The derivatives are vectors that lie tangential to the unit sphere. We can calculate this to verify, or we can look at the off diagonal terms which say just this if we trust the math that says these should all be zeros. For each of the off diagonal terms to be zero must mean that we have

\begin{aligned}0 = \frac{\partial {\hat{\mathbf{r}}}}{\partial {\theta}} \cdot \hat{\mathbf{r}} = \frac{\partial {\hat{\mathbf{r}}}}{\partial {\theta}} \cdot \frac{\partial {\hat{\mathbf{r}}}}{\partial {\phi}} = \frac{\partial {\hat{\mathbf{r}}}}{\partial {\phi}} \cdot \hat{\mathbf{r}} \end{aligned} \quad\quad\quad(28)

This makes intuitive sense. We can also verify quickly enough that $({\partial {\hat{\mathbf{r}}}}/{\partial {\theta}})^2 = 1$, and $({\partial {\hat{\mathbf{r}}}}/{\partial {\phi}})^2 = \sin^2\theta$ (I did this with a back of the envelope calculation using geometric algebra). That is consistent with what this matrix product implies it should equal.

# Completing the gradient change of variables to spherical polar coordinates.

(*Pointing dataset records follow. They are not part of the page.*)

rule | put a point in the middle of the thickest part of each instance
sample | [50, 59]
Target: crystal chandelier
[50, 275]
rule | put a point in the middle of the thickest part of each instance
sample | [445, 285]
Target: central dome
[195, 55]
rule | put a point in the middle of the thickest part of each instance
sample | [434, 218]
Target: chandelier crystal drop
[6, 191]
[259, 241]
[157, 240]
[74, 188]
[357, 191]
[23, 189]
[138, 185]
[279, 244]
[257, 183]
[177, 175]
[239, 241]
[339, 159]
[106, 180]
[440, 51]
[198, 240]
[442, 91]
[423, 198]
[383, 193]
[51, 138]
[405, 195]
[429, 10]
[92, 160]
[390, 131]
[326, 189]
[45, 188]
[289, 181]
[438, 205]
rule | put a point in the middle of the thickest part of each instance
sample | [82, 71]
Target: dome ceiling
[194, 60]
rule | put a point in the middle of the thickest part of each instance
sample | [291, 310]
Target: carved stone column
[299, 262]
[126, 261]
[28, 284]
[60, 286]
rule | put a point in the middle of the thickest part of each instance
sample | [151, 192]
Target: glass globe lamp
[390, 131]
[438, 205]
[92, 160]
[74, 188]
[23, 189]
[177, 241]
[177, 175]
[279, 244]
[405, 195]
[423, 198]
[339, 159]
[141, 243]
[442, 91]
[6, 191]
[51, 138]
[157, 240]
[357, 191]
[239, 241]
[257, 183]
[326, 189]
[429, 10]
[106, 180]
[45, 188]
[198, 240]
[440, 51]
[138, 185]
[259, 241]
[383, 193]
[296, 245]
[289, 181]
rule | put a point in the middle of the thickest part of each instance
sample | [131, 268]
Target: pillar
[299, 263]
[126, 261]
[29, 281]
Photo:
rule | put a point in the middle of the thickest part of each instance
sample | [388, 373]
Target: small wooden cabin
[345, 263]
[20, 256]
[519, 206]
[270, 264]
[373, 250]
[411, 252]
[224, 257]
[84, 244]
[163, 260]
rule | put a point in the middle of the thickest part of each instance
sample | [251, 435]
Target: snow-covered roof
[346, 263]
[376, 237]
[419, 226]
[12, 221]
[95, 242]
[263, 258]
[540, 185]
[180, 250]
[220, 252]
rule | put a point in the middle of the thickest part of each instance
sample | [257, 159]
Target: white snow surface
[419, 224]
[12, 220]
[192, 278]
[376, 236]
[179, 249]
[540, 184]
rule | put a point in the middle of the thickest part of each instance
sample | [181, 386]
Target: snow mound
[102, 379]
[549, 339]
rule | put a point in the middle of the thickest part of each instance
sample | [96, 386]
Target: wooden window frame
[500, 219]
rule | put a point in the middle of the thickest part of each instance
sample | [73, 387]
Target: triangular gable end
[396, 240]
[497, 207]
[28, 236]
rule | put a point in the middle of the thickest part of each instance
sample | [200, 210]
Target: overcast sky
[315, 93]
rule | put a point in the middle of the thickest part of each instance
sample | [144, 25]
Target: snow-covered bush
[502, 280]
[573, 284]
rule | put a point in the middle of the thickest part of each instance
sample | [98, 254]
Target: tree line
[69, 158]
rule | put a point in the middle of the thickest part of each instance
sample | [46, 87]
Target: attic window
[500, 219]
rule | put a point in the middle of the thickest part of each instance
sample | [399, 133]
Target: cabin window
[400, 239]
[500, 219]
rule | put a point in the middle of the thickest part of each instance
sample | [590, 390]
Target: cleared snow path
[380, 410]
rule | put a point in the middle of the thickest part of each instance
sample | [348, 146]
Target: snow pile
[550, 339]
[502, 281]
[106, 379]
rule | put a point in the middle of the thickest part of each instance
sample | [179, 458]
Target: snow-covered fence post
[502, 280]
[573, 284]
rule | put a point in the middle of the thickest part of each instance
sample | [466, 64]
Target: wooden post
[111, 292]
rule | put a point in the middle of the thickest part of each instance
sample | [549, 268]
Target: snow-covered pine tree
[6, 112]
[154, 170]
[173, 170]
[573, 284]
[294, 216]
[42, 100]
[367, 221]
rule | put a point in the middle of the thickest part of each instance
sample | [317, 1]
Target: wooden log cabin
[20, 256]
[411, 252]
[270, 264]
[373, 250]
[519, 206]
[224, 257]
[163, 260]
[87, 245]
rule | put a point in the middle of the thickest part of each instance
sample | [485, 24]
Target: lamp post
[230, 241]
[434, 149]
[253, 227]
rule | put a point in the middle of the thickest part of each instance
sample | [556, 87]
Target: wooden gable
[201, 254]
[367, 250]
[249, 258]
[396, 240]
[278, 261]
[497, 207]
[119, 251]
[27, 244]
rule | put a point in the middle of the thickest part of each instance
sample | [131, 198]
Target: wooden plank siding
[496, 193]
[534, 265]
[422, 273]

We are now set to calculate the gradient in spherical polar coordinates from our Cartesian representation. From 13 and
25, and 26 we have

\begin{aligned}\boldsymbol{\nabla} =\begin{bmatrix}\mathbf{e}_1 & \mathbf{e}_2 & \mathbf{e}_3 \end{bmatrix}\begin{bmatrix}\hat{\mathbf{r}} \cdot \mathbf{e}_1 & \frac{1}{{r}} \frac{\partial {\hat{\mathbf{r}}}}{\partial {\theta}} \cdot \mathbf{e}_1 & \frac{1}{{r \sin^2\theta}} \frac{\partial {\hat{\mathbf{r}}}}{\partial {\phi}} \cdot \mathbf{e}_1 \\ \hat{\mathbf{r}} \cdot \mathbf{e}_2 & \frac{1}{{r}} \frac{\partial {\hat{\mathbf{r}}}}{\partial {\theta}} \cdot \mathbf{e}_2 & \frac{1}{{r \sin^2\theta}} \frac{\partial {\hat{\mathbf{r}}}}{\partial {\phi}} \cdot \mathbf{e}_2 \\ \hat{\mathbf{r}} \cdot \mathbf{e}_3 & \frac{1}{{r}} \frac{\partial {\hat{\mathbf{r}}}}{\partial {\theta}} \cdot \mathbf{e}_3 & \frac{1}{{r \sin^2\theta}} \frac{\partial {\hat{\mathbf{r}}}}{\partial {\phi}} \cdot \mathbf{e}_3 \end{bmatrix}\begin{bmatrix}\partial_r \\ \partial_\theta \\ \partial_\phi\end{bmatrix}.\end{aligned} \quad\quad\quad(29)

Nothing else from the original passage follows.